A court in France has ruled against a widow fighting to be artificially inseminated with the sperm of her late husband. In Germany however, a similar case set a precedent in favor of post-mortem fertilization.
Does a child have a right to a father? The French courts says it does.
A French appeals court has upheld the verdict of a lower court, refusing a widow the right to be artificially inseminated with the sperm of her late husband.
But Fabienne Justel is determined to fight for her case - if need be she says she will go to the European Court of Human Rights.
She wants a child from her husband - who died after losing the battle against cancer.
Dominique Justel was already ill when the couple married.
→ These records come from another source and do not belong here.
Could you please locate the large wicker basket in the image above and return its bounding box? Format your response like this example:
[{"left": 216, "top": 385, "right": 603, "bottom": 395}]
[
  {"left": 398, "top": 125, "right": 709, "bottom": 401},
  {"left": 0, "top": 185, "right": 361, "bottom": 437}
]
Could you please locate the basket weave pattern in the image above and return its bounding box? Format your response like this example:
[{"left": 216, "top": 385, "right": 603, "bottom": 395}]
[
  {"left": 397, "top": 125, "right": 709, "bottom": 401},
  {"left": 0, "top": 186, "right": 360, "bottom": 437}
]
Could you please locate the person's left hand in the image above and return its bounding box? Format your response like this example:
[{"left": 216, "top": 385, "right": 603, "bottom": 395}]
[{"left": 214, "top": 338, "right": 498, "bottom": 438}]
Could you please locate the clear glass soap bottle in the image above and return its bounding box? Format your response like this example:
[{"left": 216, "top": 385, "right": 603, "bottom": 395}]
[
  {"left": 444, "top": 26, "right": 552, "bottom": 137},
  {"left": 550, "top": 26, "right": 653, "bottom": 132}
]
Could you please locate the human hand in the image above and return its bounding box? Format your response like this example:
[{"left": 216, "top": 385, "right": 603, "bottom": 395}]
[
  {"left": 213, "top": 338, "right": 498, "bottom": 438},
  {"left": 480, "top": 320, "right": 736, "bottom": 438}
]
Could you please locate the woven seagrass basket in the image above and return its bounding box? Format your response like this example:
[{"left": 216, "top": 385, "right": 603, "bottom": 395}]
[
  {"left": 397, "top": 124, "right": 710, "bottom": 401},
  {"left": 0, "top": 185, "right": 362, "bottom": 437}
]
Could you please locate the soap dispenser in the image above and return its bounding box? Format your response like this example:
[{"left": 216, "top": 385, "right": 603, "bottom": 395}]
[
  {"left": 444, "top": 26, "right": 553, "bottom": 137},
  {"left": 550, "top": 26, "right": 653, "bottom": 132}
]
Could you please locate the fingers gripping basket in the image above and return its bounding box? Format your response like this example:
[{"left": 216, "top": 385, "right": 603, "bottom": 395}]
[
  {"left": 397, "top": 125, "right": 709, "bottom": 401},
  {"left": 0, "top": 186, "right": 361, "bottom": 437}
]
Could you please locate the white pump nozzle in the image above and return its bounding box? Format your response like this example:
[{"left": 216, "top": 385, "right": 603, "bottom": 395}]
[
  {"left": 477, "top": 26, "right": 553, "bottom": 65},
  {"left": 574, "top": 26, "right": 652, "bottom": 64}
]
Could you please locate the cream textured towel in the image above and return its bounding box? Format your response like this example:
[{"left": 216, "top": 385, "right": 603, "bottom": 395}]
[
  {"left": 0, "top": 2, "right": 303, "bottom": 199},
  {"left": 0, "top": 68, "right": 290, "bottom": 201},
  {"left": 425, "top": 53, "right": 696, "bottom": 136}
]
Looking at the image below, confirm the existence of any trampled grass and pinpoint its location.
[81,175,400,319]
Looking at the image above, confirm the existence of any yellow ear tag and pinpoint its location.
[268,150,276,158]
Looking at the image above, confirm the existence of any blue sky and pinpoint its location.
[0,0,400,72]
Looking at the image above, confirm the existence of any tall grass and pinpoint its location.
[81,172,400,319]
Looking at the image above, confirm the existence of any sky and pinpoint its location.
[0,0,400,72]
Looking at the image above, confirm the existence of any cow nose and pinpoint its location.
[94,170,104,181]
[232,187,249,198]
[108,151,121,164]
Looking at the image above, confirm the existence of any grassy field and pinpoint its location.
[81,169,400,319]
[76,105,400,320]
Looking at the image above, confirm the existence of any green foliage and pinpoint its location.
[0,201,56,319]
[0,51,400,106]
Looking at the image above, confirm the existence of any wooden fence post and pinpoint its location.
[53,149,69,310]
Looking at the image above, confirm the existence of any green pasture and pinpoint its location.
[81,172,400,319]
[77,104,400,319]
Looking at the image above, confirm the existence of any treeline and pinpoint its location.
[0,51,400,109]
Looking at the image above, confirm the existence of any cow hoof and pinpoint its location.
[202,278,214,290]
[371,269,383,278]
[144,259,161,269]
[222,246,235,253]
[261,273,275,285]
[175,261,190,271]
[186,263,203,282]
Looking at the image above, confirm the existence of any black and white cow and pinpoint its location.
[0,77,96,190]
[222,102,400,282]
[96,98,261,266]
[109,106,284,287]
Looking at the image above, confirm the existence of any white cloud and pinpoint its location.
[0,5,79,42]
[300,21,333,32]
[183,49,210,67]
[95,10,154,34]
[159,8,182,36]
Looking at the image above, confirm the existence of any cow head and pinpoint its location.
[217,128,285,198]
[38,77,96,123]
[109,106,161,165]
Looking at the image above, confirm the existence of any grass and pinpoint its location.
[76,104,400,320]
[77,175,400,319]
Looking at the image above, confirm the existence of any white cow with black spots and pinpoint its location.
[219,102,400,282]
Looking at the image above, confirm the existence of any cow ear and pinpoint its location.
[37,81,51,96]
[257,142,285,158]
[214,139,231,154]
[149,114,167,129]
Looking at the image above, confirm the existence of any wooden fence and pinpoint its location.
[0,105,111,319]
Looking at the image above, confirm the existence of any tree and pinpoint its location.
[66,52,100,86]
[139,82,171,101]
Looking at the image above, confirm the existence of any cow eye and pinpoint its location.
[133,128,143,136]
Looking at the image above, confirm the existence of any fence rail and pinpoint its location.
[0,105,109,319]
And fearing that chemotherapy would leave him infertile, the couple had some of his sperm frozen and preserved in a clinic.
But the husband died three months after the wedding and now the widow wants to go ahead with the plans for artificial insemination, even after his death.
Justel wants to go to the European Court of Human Rights
Post-mortem fertilization is illegal in France and the clinic refused to carry out the procedure.
"They told me that the sperm can only be used if the donor agrees and is present," Justel said. "But we had no idea about that rule and the doctors had not told us about it before."
Justel took the case to court but lost. She appealed and the case went on to the next level. But on Tuesday, the initial verdict was upheld.
Justel has now vowed to take the case to the European Court of Human Rights.
The right to have a father?
Legislation on the issue differs across Europe. The problem is that in most countries there are no specific laws on the issue and therefore in some countries post-mortem fertilization is possible - while in others it's not.
"We know that there are many cases in the US where you for instance have soldiers who die in the war in Iraq or Afghanistan. but want their spouses to be able to still have a baby," Hans Lilie, an expert on medical ethics at Halle University, told Deutsche Welle.
In the US, soldiers' widows are among those who use post-mortem fertilization
"Those who argue against it here in Europe, say that everybody has a right to have a father and to get to know that father," he said.
"There are of course cases where the father dies or leaves, but with post-mortem fertilization you'd create a situation where right from the start, the child will never have a chance to get to know the father."
Germany's current legislation for the protection of embryos dates back some 20 years and basically would need to be entirely reworked, Lilie said.
He hopes that the case in France will contribute to the discussion on the matter. A debate at the European Court of Human Rights would be a step in the right direction, Lilie says.
A precedent in Germany
Germany has seen a case similar to the one in France: A woman wanted to use an egg that had been fertilized by her late husband to get pregnant.
But in Germany, just like in France, the law forbids fertilization with the sperm of a deceased. And just like in France, the hospital initially turned down the widow's request as it would be the doctor who would be breaking the law - not the future mother.
The woman then tried to simply get the frozen egg from the hospital so that implantation could be carried out in a clinic in Poland. Eventually, in May 2010, a court in Rostock ruled in her favor, giving her the right to go ahead - in Germany.
"The ruling in Rostock has set a precedent and it has triggered a wide debate on that issue," says Lilie. "And it's a question that will continue to be an issue in Germany's medical legislation. I would therefore encourage the government and parliament in Berlin to finally address this problem."
French authorities ruled that only the donor can decide over his sperm
Yet the issue is dividing those who work in the field. "It's essentially an ethical question," Dr Emil Costea told Deutsche Welle. Costea runs a center for in-vitro fertilization and is involved in artificial fertilization on a day-to-day basis.
He said the national medical association had advised against post-mortem fertilization and that this is a binding guideline. He himself is divided over the issue.
"Do you really want to have a pregnancy without the father being alive?," he asks. "I personally am against it, for this very reason. Yet in the end I think it should be a question that's left up to the women, it should be their decision."
Should the legislation change in Germany, Costea said he would abide by it - but after a moment of hesitation concedes that he would prefer not to be put in this situation.